Authored by Zachary Stieber via The Epoch Times (emphasis ours),

The U.S. Department of Veterans Affairs (VA) reviewed no data when deciding in 2023 to keep its COVID-19 vaccine mandate in place.

Doses of a COVID-19 vaccine in Washington in a file image. (Jacquelyn Martin/Pool/AFP via Getty Images)

VA Secretary Denis McDonough said on May 1, 2023, that the end of many other federal mandates “will not impact current policies at the Department of Veterans Affairs.”

He said the mandate was remaining for VA health care personnel “to ensure the safety of veterans and our colleagues.”

Mr. McDonough did not cite any studies or other data. A VA spokesperson declined to provide any data that was reviewed when deciding not to rescind the mandate. The Epoch Times submitted a Freedom of Information Act for “all documents outlining which data was relied upon when establishing the mandate when deciding to keep the mandate in place.”

The agency searched for such data and did not find any.

The VA does not even attempt to justify its policies with science, because it can’t,” Leslie Manookian, president and founder of the Health Freedom Defense Fund, told The Epoch Times.

“The VA just trusts that the process and cost of challenging its unfounded policies is so onerous, most people are dissuaded from even trying,” she added.

The VA’s mandate remains in place to this day.

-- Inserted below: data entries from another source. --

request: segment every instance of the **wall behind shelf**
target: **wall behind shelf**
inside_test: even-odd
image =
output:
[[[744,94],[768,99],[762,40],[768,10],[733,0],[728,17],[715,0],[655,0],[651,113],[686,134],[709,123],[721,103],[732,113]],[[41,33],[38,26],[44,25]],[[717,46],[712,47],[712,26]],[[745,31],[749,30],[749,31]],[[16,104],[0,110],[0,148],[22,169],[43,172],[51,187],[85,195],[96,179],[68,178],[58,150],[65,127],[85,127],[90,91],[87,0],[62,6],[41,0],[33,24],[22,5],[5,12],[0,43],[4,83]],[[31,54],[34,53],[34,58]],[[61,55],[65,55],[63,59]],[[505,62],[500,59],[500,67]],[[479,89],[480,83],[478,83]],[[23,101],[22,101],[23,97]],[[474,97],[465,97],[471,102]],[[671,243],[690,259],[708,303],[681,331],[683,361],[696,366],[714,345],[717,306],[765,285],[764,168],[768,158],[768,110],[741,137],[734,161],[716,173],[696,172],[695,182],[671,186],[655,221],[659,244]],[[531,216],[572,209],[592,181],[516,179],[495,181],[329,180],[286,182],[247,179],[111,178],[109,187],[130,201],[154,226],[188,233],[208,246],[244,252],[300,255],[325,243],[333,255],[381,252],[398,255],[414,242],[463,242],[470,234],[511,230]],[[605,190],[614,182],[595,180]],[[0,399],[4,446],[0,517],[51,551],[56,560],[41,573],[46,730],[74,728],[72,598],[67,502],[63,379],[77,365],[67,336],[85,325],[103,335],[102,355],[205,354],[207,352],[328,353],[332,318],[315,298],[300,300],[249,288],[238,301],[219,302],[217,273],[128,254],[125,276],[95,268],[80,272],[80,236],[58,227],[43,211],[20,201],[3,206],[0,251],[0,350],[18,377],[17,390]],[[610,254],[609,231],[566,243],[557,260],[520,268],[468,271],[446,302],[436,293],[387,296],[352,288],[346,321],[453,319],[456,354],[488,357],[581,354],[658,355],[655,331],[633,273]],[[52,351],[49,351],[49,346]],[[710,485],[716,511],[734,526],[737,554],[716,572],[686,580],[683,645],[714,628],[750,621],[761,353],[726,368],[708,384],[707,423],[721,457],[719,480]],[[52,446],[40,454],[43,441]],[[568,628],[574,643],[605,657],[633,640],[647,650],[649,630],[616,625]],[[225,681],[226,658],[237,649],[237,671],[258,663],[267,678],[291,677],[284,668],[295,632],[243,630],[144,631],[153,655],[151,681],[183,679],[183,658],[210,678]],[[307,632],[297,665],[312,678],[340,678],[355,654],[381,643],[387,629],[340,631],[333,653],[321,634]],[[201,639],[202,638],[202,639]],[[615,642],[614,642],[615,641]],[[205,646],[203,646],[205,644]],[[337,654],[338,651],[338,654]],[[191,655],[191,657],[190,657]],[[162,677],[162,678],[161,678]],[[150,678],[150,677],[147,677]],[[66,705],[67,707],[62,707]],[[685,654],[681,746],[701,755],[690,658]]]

The VA’s website claims that vaccines “help protect you from getting severe illness” and “offer good protection against most COVID-19 variants,” pointing in part to observational data from the U.S. Centers for Disease Control and Prevention (CDC) that estimate the vaccines provide poor protection against symptomatic infection and transient shielding against hospitalization.

There have also been increasing concerns among outside scientists about confirmed side effects like heart inflammation—the VA hid a safety signal it detected for the inflammation—and possible side effects such as tinnitus, which shift the benefit-risk calculus.

President Joe Biden imposed a slate of COVID-19 vaccine mandates in 2021. The VA was the first federal agency to implement a mandate.

President Biden rescinded the mandates in May 2023, citing a drop in COVID-19 cases and hospitalizations. His administration maintains the choice to require vaccines was the right one and saved lives.

“Our administration’s vaccination requirements helped ensure the safety of workers in critical workforces including those in the healthcare and education sectors, protecting themselves and the populations they serve, and strengthening their ability to provide services without disruptions to operations,” the White House said.

Some experts said requiring vaccination meant many younger people were forced to get a vaccine despite the risks potentially outweighing the benefits, leaving fewer doses for older adults.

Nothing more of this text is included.